Credit Card Control: An American Perspective

America is run on credit and with an $800 billion stimulus package being implemented; President Obama’s administration is also taking action to make sure the fix has a degree of permanence attached to it.  It has been a bad week in many respects for the US economy with the announcement of one of America’s largest car makers, Chrysler, filing for bankruptcy and the announcement of tens of thousands of job losses.  In the same week, President Obama had “informal” talks with the major credit card companies; as informal as a fireside chat may be with the world’s most powerful man.

The road to tighter personal credit control has been laid down by the US government and they intend the major sources of credit, the credit card companies, stick to the straight and narrow from here on in.

Tighter Credit Card Regulation

The US government is passing far stricter consumer protection legislation and more is on the cards – all aimed at tightening up who they can lend to, when they can lend and the terms of extending credit both when the debt is initially incurred and also after the debt is established.
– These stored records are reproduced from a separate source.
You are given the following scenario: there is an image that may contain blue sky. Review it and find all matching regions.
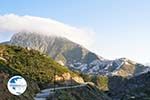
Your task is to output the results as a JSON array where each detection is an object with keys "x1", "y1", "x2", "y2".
[{"x1": 0, "y1": 0, "x2": 150, "y2": 63}]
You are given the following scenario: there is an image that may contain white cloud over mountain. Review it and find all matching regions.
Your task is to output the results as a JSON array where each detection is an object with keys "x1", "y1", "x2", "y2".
[{"x1": 0, "y1": 14, "x2": 94, "y2": 47}]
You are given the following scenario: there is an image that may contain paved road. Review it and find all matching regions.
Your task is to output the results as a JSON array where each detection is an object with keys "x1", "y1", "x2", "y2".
[{"x1": 34, "y1": 83, "x2": 88, "y2": 100}]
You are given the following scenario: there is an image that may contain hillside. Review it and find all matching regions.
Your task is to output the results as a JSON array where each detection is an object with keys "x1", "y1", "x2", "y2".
[
  {"x1": 7, "y1": 32, "x2": 148, "y2": 77},
  {"x1": 0, "y1": 45, "x2": 109, "y2": 100},
  {"x1": 0, "y1": 45, "x2": 82, "y2": 100},
  {"x1": 81, "y1": 72, "x2": 150, "y2": 100}
]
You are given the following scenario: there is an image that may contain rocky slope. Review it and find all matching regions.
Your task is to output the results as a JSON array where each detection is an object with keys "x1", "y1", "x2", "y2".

American credit card companies have been notorious for extending credit on favourable terms only to jack the interest rates and fees up to extremely high levels at the drop of a hat – the US industry is far more fluid and flexible in this respect than in the UK but these times may be coming to an end.  The US debtor can expect to be told “No!” far more often than they are used to when applying for credit, existing credit card limits are going to be reduced for many borrowers even down below their existing balances though the consumer is going to benefit from much tighter restrictions on the increases in interest rates and charges that can be applied in future.

Why This Affects the UK

The UK government has already announced a grace period for debtors to notify their creditors in order to get their finances in order with interest charge moratoriums, adjusting monthly repayments to affordable and reasonable levels and not being harassed by debt collection agents.  This may be the thin end of the wedge as Britain is buckling under a mountain of debt which no grace period is going to clear up; with the overhaul of the personal insolvency rules relating to personal bankruptcies and the number of alternatives such as IVA’s and the relatively new Debt Relief Orders (DRO’s), the government can be expected to monitor closely the situation and the recently announced soaring rises in declared insolvencies is likely a sign that further intervention is required at the source in order to prevent future increases in the levels of insolvency.

There is also the well-known adage that what happens in America usually ends up happening in the UK shortly thereafter – in this instance, probably sooner rather than later.